Director Hans de Groene of Vewin, the organisation for drinking water companies, is also very enthusiastic about the implementation programme. He warns, however, that the challenges are great. ‘For example, the water quality is far from meeting the standards we have agreed to do so. The plan is wonderful, but it takes a lot of effort to achieve our goals.’

Admission of low-risk resources

At the end of her contribution, Schouten acknowledges that a number of issues still need to be settled from the government to support the implementation programme. She says she’s going to take action on that. ‘We are still striving for faster authorisation of low-risk resources and this also applies to new breeding techniques.’

But above all, consumers need to be convinced that healthy food has a price, the Minister argues. ‘It cannot be the case that all the costs of sustainability are borne by the producer.’

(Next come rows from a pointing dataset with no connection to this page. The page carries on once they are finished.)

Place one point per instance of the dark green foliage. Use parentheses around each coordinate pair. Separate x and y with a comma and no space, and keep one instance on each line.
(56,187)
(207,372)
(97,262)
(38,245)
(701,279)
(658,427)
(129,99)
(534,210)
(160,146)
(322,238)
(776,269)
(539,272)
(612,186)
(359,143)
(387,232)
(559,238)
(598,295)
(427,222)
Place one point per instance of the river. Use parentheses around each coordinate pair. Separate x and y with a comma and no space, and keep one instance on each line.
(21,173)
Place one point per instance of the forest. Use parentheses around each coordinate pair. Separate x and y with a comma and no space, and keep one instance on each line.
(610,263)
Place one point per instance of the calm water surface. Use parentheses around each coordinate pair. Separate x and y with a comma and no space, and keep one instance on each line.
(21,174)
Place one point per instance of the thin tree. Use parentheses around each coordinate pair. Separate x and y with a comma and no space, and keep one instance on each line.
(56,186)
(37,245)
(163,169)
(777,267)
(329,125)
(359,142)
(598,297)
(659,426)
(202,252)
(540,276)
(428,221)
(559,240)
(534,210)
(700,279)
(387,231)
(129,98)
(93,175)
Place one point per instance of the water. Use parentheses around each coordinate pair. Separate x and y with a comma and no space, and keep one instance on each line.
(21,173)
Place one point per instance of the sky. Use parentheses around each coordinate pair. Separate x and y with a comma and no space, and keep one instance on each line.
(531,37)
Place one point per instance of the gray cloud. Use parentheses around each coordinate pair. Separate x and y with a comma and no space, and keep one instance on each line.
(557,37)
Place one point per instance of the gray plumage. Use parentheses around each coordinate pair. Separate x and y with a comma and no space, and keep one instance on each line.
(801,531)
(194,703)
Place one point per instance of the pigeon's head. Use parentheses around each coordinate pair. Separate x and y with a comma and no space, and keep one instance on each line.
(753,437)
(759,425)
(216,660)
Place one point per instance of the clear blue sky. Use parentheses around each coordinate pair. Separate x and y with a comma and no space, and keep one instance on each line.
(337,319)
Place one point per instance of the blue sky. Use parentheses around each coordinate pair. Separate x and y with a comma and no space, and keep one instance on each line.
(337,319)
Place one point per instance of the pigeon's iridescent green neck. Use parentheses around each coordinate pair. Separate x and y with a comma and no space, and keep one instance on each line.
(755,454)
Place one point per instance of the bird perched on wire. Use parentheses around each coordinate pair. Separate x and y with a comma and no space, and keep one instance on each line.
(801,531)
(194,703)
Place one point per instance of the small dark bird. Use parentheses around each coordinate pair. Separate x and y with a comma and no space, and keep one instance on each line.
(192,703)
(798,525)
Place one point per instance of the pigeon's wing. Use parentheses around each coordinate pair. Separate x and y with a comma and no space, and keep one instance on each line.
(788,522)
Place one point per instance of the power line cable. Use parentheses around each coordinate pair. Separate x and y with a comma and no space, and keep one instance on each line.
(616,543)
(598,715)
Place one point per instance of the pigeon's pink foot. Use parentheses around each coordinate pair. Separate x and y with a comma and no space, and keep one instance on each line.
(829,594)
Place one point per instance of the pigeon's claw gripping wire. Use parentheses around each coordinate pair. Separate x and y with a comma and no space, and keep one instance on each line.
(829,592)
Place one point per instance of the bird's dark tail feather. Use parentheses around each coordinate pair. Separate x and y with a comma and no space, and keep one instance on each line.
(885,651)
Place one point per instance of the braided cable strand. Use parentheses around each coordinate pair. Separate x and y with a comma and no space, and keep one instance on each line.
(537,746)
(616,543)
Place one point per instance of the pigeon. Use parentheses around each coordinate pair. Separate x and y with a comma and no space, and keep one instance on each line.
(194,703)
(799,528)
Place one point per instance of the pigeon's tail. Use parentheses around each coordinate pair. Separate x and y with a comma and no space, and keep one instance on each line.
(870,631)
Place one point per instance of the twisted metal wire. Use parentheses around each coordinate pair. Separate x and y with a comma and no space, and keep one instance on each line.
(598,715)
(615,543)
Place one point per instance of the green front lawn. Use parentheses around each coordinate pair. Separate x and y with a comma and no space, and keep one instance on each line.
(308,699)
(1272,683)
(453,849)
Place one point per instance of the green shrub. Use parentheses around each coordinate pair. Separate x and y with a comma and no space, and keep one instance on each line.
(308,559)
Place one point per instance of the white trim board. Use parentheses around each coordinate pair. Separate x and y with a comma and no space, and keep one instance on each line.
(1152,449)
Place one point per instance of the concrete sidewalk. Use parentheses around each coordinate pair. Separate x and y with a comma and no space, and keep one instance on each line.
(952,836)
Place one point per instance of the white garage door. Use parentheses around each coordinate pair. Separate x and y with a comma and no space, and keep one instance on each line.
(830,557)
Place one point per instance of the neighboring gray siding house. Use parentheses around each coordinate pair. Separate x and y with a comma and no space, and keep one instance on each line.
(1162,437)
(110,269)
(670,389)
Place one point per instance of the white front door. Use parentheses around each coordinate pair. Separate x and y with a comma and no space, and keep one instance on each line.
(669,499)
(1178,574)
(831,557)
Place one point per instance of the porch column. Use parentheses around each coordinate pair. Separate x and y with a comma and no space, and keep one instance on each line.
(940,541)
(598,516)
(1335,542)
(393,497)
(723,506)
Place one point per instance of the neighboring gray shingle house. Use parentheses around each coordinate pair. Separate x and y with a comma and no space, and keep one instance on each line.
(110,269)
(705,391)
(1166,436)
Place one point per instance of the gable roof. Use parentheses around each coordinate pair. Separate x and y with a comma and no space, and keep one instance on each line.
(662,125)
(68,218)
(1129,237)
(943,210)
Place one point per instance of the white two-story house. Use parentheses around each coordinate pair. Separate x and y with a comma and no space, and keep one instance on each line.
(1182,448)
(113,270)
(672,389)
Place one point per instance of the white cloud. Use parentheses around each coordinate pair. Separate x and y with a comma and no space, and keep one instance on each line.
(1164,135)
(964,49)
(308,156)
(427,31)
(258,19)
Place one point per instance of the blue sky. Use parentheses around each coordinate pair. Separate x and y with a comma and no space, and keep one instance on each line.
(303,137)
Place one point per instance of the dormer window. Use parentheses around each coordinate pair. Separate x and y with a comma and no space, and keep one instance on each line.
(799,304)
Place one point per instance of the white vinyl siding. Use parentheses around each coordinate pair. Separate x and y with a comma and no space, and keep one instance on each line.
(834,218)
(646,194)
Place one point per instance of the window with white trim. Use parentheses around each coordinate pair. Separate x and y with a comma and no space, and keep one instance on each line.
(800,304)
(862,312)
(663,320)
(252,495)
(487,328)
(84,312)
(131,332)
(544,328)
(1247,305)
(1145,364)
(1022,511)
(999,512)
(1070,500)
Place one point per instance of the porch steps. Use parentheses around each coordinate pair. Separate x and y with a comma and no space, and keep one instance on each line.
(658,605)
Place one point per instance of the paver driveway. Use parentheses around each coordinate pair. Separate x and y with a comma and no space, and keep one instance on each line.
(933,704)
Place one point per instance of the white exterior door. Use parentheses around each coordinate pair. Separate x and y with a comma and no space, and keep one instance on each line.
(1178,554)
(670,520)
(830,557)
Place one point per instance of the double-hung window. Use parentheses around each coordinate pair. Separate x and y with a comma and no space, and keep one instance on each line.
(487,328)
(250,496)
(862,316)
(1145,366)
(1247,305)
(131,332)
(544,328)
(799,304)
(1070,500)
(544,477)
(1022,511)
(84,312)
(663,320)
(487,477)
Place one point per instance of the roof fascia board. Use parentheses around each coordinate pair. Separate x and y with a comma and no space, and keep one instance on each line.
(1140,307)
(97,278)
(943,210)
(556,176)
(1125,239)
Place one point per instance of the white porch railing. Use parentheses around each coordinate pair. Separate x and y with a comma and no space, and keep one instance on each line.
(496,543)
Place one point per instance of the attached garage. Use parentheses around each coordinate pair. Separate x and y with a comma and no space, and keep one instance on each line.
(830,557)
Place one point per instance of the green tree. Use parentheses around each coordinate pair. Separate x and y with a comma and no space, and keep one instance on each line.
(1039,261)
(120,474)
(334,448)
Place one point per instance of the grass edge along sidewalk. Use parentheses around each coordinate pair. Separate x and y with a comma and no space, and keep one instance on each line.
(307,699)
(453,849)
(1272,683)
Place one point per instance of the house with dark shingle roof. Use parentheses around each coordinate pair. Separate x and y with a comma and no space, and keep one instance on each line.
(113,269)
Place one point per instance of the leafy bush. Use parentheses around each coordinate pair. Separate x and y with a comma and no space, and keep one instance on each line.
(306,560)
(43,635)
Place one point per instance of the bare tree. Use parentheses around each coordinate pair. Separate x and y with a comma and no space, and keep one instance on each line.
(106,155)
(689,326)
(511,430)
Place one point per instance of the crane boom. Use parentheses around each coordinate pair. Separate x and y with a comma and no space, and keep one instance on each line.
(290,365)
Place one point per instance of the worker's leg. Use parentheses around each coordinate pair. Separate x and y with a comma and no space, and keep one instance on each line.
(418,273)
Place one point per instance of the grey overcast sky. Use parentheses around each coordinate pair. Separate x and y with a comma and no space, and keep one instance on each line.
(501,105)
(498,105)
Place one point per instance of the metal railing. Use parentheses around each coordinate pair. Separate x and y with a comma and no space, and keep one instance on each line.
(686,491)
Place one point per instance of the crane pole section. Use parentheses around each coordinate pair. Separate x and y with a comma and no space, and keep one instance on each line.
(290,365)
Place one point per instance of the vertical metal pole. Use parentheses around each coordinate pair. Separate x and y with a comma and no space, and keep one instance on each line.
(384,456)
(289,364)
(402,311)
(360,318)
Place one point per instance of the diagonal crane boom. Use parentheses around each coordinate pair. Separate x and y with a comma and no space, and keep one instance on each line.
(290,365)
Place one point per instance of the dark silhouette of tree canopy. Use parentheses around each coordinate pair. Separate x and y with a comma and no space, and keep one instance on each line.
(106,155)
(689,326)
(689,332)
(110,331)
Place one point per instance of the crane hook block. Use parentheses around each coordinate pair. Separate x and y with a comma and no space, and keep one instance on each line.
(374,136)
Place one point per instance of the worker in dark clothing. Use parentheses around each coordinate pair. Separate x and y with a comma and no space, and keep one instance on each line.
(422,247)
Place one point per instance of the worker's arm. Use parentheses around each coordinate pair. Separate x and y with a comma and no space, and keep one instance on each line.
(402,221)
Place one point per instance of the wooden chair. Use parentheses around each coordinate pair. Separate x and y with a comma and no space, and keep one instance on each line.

Government makes 12 million euros available for the time being

For the Implementation Programme for Crop Protection, the Ministry of LNV will make eur 12 million available for the period from 2020 to 2022. The budget of EUR 2, 4 and 6 million respectively for subsequent years is intended to finance, among other things, practical research, monitoring and pilot projects in various sectors and regions. The Agriculture Minister wrote in a letter to the House of Representatives this week that the budget is primarily intended to finance the first actions for the implementation programme. It considers a good start important to first of all underline the urgency of the transition to resilient cultivation systems. On the other hand, she wants to offer crop growers solutions to the short-term dilemmas. This is in line with LTO’s desire not only to look at the challenges of tomorrow.